Hikikomori is a phenomenon where children, mostly boys, lock themselves in their rooms and refuse to come out. It started in my generation, now in our 50s, and many remain locked up to this day. Some became hikikomori after working for some years. Their parents are now in their 80s, still supporting them with meager pensions. This phenomenon is called the “8050 problem.”
The obvious question is: What happens when the parents die? I watched a documentary that answered this question. I think common knee-jerk reactions are: “Kick them out!” “We all have to work!” “So selfish and irresponsible!” But the documentary convincingly explains why this isn’t a matter of being spoiled as kids.
One man in the documentary starved to death after his parents died, and his brother found the old notes from when he worked as a door-to-door salesman. He noticed how meticulous the notes were and remarked that he probably took his job too seriously. This seems to be a common pattern. They withdrew from society because they were too responsible and reached a breaking point where something died within them. Another man in the documentary described his life as an after-life. I don’t think this happens to irresponsible people; they tend to live a care-free life.
I also watched a lecture by the Japanese psychiatrist who coined the term “hikikomori.” (Interestingly, he is Lacanian.) He said there is no use debating with them about responsibility, fairness, right, and wrong because they know.

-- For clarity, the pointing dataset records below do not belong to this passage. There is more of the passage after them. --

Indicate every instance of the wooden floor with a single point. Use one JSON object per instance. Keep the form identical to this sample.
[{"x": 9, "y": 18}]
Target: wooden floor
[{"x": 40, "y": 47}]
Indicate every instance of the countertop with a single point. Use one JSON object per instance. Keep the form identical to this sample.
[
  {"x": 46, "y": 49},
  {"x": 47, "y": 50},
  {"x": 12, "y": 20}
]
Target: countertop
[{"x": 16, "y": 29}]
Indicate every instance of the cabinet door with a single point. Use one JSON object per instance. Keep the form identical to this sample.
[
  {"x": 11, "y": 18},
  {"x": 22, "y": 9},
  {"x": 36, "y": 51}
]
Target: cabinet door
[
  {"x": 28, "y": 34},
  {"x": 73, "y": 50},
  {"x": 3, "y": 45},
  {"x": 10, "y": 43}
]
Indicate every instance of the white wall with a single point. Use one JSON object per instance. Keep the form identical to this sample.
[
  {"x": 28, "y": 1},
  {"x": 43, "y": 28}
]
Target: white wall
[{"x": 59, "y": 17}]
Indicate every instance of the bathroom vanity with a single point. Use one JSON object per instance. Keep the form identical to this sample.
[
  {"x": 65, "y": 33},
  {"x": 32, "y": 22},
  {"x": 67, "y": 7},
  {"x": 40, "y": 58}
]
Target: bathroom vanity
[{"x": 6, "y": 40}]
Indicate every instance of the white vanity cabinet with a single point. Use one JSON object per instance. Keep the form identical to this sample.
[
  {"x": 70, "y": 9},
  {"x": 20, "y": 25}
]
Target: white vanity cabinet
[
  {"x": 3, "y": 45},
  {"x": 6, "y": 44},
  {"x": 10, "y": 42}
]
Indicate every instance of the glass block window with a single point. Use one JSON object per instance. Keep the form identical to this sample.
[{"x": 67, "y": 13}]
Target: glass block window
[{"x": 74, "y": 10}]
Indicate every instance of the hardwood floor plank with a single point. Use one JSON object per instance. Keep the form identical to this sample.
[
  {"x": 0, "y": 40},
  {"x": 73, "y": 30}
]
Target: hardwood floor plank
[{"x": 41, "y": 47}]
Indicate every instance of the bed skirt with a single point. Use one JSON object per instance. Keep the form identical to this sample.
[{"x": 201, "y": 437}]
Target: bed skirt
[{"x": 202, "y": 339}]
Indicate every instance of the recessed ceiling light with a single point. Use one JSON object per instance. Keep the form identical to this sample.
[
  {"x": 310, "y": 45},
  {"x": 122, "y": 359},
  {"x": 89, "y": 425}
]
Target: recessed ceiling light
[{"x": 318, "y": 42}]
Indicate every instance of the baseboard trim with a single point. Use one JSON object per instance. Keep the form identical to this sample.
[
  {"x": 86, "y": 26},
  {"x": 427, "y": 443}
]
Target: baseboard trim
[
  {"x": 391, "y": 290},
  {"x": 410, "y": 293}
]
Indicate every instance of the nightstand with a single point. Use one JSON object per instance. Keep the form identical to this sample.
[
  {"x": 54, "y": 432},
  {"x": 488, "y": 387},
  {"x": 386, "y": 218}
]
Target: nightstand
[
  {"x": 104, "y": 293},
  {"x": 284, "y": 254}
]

It would only cause them to withdraw further.
I’ve lost many friends from arguing. In every case, there was a clear moment, a breaking point, after which they stopped talking to me. I think hikikomori is a situation where people reach this breaking point with the entire society. It doesn’t matter that the criticism hurled at them has merits. They accept that they have no rebuttals and shut down because conformity would mean the death of their souls anyway.
Logic exists to make our behavior consistent and predictable to one another. Civilization requires us to act rationally. The more socialistic the culture is, the more logically we must behave. I believe hikikomori is the dark side of Japan’s peaceful life.